Lexington CEO confident in surplus lines market’s ongoing momentum

The E&S industry “continues to provide a vital function as the world gets more complex”

Lexington CEO confident in surplus lines market’s ongoing momentum

Insurance News

By Bethan Moorcraft

The United States surplus lines insurance market has experienced record growth in recent years.
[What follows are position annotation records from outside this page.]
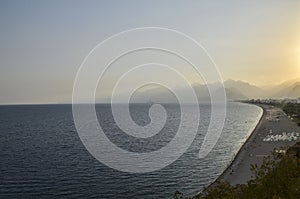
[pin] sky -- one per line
(43, 43)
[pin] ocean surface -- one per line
(42, 156)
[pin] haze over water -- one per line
(42, 155)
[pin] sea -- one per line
(42, 156)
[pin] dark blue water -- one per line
(41, 155)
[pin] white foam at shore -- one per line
(282, 137)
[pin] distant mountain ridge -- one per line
(235, 90)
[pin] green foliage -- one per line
(278, 177)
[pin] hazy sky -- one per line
(44, 42)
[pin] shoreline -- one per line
(228, 168)
(254, 148)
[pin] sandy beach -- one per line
(274, 130)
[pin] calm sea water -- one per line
(41, 155)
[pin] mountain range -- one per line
(235, 90)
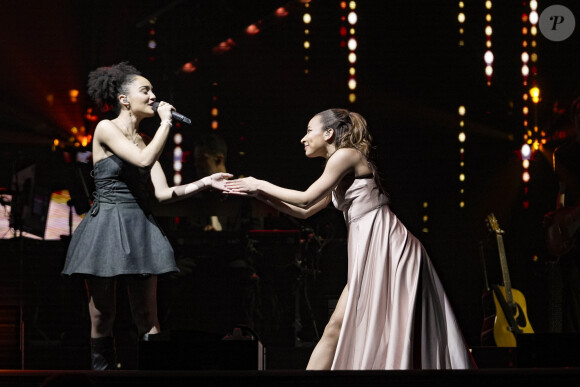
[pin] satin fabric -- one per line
(397, 314)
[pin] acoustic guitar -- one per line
(510, 303)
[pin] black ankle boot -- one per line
(103, 354)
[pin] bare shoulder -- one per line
(103, 128)
(347, 155)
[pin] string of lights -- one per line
(533, 138)
(488, 57)
(348, 35)
(306, 19)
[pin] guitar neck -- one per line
(504, 270)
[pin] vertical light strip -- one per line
(425, 228)
(462, 138)
(307, 19)
(151, 42)
(488, 56)
(214, 109)
(177, 158)
(352, 45)
(533, 139)
(461, 20)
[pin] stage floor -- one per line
(482, 377)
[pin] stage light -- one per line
(526, 152)
(352, 18)
(535, 94)
(188, 67)
(526, 176)
(252, 29)
(525, 70)
(73, 94)
(352, 84)
(525, 57)
(488, 71)
(177, 138)
(352, 44)
(488, 57)
(352, 58)
(281, 12)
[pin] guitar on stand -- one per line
(487, 303)
(510, 303)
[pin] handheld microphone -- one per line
(176, 116)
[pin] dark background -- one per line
(412, 76)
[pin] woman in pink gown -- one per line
(393, 313)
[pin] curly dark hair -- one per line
(105, 84)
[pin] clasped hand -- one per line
(245, 186)
(218, 180)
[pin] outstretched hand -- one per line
(245, 186)
(218, 180)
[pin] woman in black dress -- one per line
(119, 236)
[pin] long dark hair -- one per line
(351, 131)
(105, 84)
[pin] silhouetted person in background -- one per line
(566, 220)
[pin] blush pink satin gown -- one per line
(397, 314)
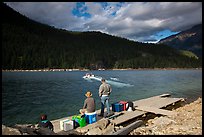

According to AM Best’s 2021 Special Report, US Surplus Lines - Segment Review, surplus lines direct written premium (DWP) jumped by 17.5% in 2020, hitting a new high of $66.1 billion, up from $56.3 billion in 2019. This is the surplus lines market’s largest explosion in growth since the years 2001 to 2003. It also marks the ninth consecutive year of sustained growth as a marketplace, which is now more than double the size it was when it saw its last retraction back in 2011.

As the excess and surplus (E&S) lines marketplace has enjoyed strong market conditions for several years – including through the global COVID-19 pandemic – the question on the minds of many E&S leaders is whether the industry will be able to sustain its positive momentum.

Lou Levinson, president and CEO of Lexington Insurance Company, an AIG company, certainly seems to think so. In fact, the industry veteran of over 30-years said he feels “absolutely fantastic” about the industry’s ability to sustain the momentum in the surplus lines market, adding that the industry “continues to provide a vital function as the world gets more complex”.  

Growth in the surplus lines market is well out-pacing growth in the overall property and casualty (P&C) marketplace – at 17.5% compared to overall P&C industry growth of around 2% in 2020. In its 2021 US Surplus Lines - Segment Review, AM Best noted that despite numerous challenges from an economic, regulatory, legislative and market standpoint, surplus lines insurers’ market share has more than doubled over the last 20 years, from 3.6% of total P&C DWP in 2000 to 9.1% at the end of 2020.

Over the same time period, surplus lines as a percentage of commercial lines DWP grew from 7.1% to 18.4% - growth that Levinson said demonstrates the “strong support and need for the market and the momentum that we’re in”.

Speaking in a ‘State of the Surplus Lines’ webinar, produced by AM Best and the Wholesale and Specialty Insurance Association (WSIA), Levinson described how submissions continue to flow into the E&S space at “an unprecedented rate”. He said: “It’s fueled by continued unknowns around COVID, cyber, an increase in property CAT frequency and severity, convective storm, flooding, wildfire, I think we even had locusts in the East Coast this year - the list just goes on and on. […] This is where the surplus lines segment really shines; where we provide innovative solutions for very complex problems.”

While rates for surplus lines business have improved and become more reflective of the risks the market assumes, Levinson warned that there are more unknowns lurking on the horizon.

“We’re not done yet,” he stressed. “There’s a shift in public perception around businesses, there’s claims inflation, there’s ordinary inflation, there’s a well-funded plaintiffs’ bar coming at us, and there are improvements in third-party litigation funding. A nuclear vertical used to happen every once in a while; now, they’re just verdicts and they happen all the time. In August, the industry had a $1 billion single fatality auto loss come out of Florida.

“And so, I think the industry’s best hedge against that is fairly simple,” he said. “It’s not complicated. It’s risk selection, attachment terms, limits and price, and then execute flawlessly on those strategies throughout the market cycles.”

Reflecting on market cycles, Levinson said he doesn’t believe the surplus lines industry is in the middle of a typical ‘hard’ market cycle. Rather, he described the current situation – one where carriers are offering lower limits, for more premium, and with stricter policy terms and conditions – as more of a “market correction that’s really driven by companies demonstrating discipline around capacity and capital management.” And the CEO said he doesn’t expect that trend to change any time soon.

“I really don’t view this cycle as a typical market cycle. I view it as a market correction,” he stressed. “We were out deploying twice the capacity on the casualty side just a few years ago that we deploy today. On the property side, it’s probably a tenth of what it was during that same timeframe. And I don’t see that changing anytime soon.

“What I see among my own company and peer companies is a tremendous amount of discipline in how they’re deploying capacity, and how they’re using it in a much more thoughtful way than we did just a few years ago, for all the reasons [like] nuclear jury verdicts, social inflation, or just ordinary inflation.”